Cybercriminals are increasingly utilising a tactic known as ‘double extortion’. Not only do they force organisations to pay a ransom to unlock their encrypted files, but they also threaten to leak the data in those files if the ransom isn’t paid.
Compliance requirements, such as the European Union’s groundbreaking General Data Protection Regulation, have also highlighted the role of data privacy, and the need for organisations to place a greater emphasis on data security.
But too often, businesses overlook or neglect the role of data-centric protection in a comprehensive security solution.
Essentially, it’s a matter of changing your mindset to focus more on the outcome of a cyberattack (the loss of data) than the method of attack (such as a perimeter breach).
It’s the data breach, not the unauthorised access to your network, that will truly cost you – not just in terms of whatever it costs to recover that data, but also because of the reputational hit your business will take, and the potential legal ramifications you could face in the form of lawsuits from aggrieved customers and fines from regulators.

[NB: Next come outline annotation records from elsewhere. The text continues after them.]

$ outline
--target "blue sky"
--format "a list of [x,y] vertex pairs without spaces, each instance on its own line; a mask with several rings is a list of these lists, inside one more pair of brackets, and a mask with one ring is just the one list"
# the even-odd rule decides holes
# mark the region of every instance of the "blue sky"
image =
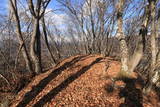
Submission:
[[[7,4],[9,0],[0,0],[0,14],[6,14],[7,13]],[[24,0],[26,1],[26,0]],[[48,8],[57,9],[60,5],[56,0],[51,0],[51,2],[48,5]]]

Obfuscation techniques, such as Cryptoloc’s patented three-key encryption technology, will enable you to protect your data when perimeter security and the other controls you have in place fail. Cryptoloc’s technology also encrypts data while it’s in transit between networks.
Encryption renders stolen data worthless to anyone who gains access to it without authorisation. Even if an attacker breaches your perimeter and gets into your network, what they find there will be of no value to them if the data is securely encrypted.
“If the intruder is within the network or firewall, but the data is encrypted,” Mathias Gaertner says, “it makes that data useless to them.”
It’s also important to back up your data as often as possible, so that it’s easily recoverable in the event of a breach and you won’t be beholden to a cybercriminal to get it back, and to track changes, in case a cyber attacker has had access to your system for some time.
With Cryptoloc Cloud, for instance, you can see exactly who accessed your data and when, with every user and action verified and accounted for. You can then safely access any version of your content at any time.
Having control over that data – choosing who has access to it, and knowing what they do with it – is the only way to secure your system in the event of a perimeter breach.
There’s no doubt that investing in perimeter security is worthwhile. But to truly reduce your risk and combat the threats posed by today’s cybercriminals, securing your data should be your top priority.